ダダはシュールレアリズムと共に20世紀最大の芸術思潮となってヨーロッパ全土を席捲した。その原義はさておき、直情径行のエピゴーネンには気をつけたほうがよいのかもしれない。虚無すら是認する大肯定の世界が否定の精神である筈はないのだから。もともと草案者・ツァラの母国語でダーダは「然り」の意。ところがどうだ、千頁を超える辞書の数万語から弾き出された瓢箪から駒のジャンク品というのが定説。確かに神話好きの情報雀を湧かせるにはお誂え向きの挿話ではあるが、所謂ランボーの合理的錯乱の系譜にしてみれば些か的外れの感を免れない。
ともあれ前人未到の神話の森にもこのところ伝記的事実が見え隠れしている。反戦家が愛国者というのも落ち着かない話だが、この煽動家は偶々戦火のどさくさに紛れたデラシネである。祖国を捨てたわけではない。学際的な都市・チューリッヒで怒りと悲しみに明け暮れるエリート達に自説を熱っぽく語りかけるツァラの泣きっ面をとくとご覧あれ。どこの馬の骨ともわからぬこの若造は、とりわけ優生学上の資産形成に役立ちたい、等と能書きを並べる体制べったりの手合いにとっては目障りであったことは間違いない。その事実だけでダダがダダであるための必要にして充分な条件を満たしているとは言えまいか。勿論、戦時下ハウツウ物の辻褄あわせと一目で解る無責任な活動家のプロパガンダではない。この片眼鏡の手入れに余念のない銃後のトロッキーは世界が根底から覆るかもしれないアポカリプスの正真正銘の使徒であった。まさかローマ兵の血をひく五尺そこそこの異端児が、妾の子の分際で本家乗っ取りの野心を抱いたりはしまい。それこそ自戒を籠めた御託宣が用心深く<熱さまし氏>と僭称していることでもわかる。

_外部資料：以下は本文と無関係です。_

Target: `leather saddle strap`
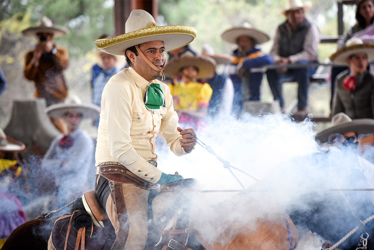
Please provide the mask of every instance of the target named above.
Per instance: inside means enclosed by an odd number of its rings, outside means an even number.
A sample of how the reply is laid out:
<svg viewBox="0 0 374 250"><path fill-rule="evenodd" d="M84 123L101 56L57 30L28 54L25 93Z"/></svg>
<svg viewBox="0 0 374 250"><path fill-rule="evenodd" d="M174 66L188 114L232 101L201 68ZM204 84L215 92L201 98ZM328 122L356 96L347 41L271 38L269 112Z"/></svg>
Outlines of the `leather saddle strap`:
<svg viewBox="0 0 374 250"><path fill-rule="evenodd" d="M76 211L74 211L74 213L73 213L73 214L70 216L70 221L69 222L69 225L68 226L68 231L66 232L66 237L65 238L65 246L64 247L64 250L66 250L66 248L68 246L68 238L69 238L69 234L70 233L70 229L71 228L71 222L73 220L73 215L76 212ZM77 238L78 238L78 237L77 237Z"/></svg>
<svg viewBox="0 0 374 250"><path fill-rule="evenodd" d="M162 230L159 232L159 234L168 235L170 234L190 234L196 231L196 228L186 228L184 229L172 229L169 230Z"/></svg>
<svg viewBox="0 0 374 250"><path fill-rule="evenodd" d="M129 235L129 224L127 218L127 211L123 199L123 193L122 189L122 184L114 183L114 203L116 205L116 213L117 220L119 224L118 234L116 238L111 249L123 249L125 248Z"/></svg>
<svg viewBox="0 0 374 250"><path fill-rule="evenodd" d="M175 212L173 217L173 229L172 230L175 230L175 227L177 226L177 221L178 219L178 211ZM168 238L168 240L166 239L162 239L161 243L163 243L165 246L162 247L162 250L166 250L168 247L172 249L176 249L178 250L184 250L186 246L184 246L181 244L180 244L178 241L175 240L173 240L173 238L175 236L175 234L172 234L169 236Z"/></svg>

両雄並び立たず、は世の鉄則。ブルトンとツァラの関係はピカソにとってのピカビアだが、同時代に生きた天才のどちらに軍配が上がるかは、ほぼ一世紀を経た昨今、そろそろ回答が得られそうである。ツァラには不安が、ブルトンには狂気が、愛の代償物として終生付き纏うことになるとしても、どちらがより多く愛したかは憶測の域を出ない。決別後、和解を頑なに拒んだのはツァラのほうだが、この二人に共通の友として深い理解を示したアポリネールは性格上の悲劇を拡大解釈したシュールレアリズムよりも、詩人的気質に殉じたダダにシンパシーを感じていたらしい。ありていに言えばブルトンは身も蓋もなくなるが、アレゴリーよりもメルヘンのほうがメンタルで奥が深い。問題は宇宙的な深みの確実性ということである。ツァラはルヴェルディやピカビアを俎上に乗せることでその核心に触れている。
「・・・ルヴェルディは、明確で、自由で、宇宙的な確実性のほうに、ますます注意深く傾斜している。法律など存在しないのだから、あらゆる行為がぼくらには許されている。あらゆる手段を用いよう。どの要素もぼくらを呼んでいる。性交後の太陽の正確な花」―さあ、どうであろう。何か思い当たりはしないか。出口のみえない長いトンネルの漆黒の闇をランプもなしに歩くとはこう言うことである。戦地体験を通してこの世の地獄を目の当たりにしたブルトンには毒(狂気)にも賞味期限があることを学ぶ術はなかった。